Personal information
- Full name: Andoni Ugarte Mendizabal
- Date of birth: 5 April 1995 (age 31)
- Place of birth: Oñati, Spain
- Height: 1.91 m (6 ft 3 in)
- Position: Centre back

Team information
- Current team: UD Logroñés
- Number: 6

Youth career
- Real Sociedad

Senior career*
- Years: Team / Apps / (Gls)
- 2014–2018: Real Sociedad B / 111 / (3)
- 2018–2021: Oviedo B / 82 / (7)
- 2021–22: Calahorra / 20 / (0)
- 2022–2023: Sestao River / 30 / (2)
- 2023–: UD Logroñés / 47 / (2)

= Andoni Ugarte =

Spanish footballer (born 1995)

Andoni Ugarte Mendizabal (born 5 April 1995) is a Spanish footballer who plays as a central defender for UD Logroñés.

==Club career==
Ugarte was born in Oñati, Gipuzkoa, Basque Country. A Real Sociedad youth graduate, he made his senior debut with the reserves on 5 January 2014, starting in a 0–3 Segunda División B away loss against CD Tudelano.

Ugarte was definitely promoted to the B-team on 11 July 2014, and scored his first senior goal on 15 November, in a 3–2 away defeat of SD Amorebieta.
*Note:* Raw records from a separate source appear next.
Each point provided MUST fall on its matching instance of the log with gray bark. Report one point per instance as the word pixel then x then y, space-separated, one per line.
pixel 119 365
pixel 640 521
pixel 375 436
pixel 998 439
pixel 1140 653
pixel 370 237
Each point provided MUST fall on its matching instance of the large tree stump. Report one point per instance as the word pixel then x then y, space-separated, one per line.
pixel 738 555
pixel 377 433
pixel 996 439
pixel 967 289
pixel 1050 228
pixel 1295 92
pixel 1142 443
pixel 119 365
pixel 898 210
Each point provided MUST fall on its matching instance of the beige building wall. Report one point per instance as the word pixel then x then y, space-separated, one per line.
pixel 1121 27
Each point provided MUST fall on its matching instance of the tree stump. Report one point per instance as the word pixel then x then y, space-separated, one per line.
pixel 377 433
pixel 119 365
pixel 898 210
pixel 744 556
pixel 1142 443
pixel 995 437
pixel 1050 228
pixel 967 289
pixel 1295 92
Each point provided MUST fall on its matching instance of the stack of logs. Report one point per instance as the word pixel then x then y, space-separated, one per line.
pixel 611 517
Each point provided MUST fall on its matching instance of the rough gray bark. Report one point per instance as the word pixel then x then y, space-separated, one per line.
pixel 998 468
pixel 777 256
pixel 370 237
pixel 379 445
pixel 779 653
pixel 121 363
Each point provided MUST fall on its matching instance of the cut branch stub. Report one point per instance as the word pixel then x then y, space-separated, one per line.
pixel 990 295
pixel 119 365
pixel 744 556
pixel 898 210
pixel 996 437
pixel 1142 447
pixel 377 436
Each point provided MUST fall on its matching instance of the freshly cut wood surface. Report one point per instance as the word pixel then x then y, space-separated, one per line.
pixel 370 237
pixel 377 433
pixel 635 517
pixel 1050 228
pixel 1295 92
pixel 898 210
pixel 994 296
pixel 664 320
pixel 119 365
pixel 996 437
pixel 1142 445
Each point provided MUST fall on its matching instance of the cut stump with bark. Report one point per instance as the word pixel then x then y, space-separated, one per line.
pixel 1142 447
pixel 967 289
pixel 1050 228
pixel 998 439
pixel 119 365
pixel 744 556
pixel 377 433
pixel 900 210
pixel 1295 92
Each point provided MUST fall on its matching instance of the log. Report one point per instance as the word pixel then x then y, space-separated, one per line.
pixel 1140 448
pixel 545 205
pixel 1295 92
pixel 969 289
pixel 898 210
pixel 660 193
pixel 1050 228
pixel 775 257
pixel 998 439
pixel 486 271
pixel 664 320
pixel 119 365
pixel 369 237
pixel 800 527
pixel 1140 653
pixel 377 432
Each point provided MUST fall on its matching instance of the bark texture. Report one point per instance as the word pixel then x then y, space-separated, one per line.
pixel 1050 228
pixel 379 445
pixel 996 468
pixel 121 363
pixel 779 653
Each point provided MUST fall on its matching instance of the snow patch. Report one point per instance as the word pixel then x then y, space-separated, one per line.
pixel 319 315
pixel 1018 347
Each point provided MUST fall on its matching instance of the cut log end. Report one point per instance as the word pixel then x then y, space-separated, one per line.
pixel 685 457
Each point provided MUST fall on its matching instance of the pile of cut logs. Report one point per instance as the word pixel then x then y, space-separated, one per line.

On 26 June 2018, after being released by the Txuri-urdin, he moved to another reserve team, Real Oviedo Vetusta also in the third division.

On 11 June 2019, Ugarte was one of seven players from the B-side who were promoted to Real Oviedo's first team for the 2019–20 Segunda División campaign.

On 11 June 2020, he joined to Primera División RFEF club Calahorra.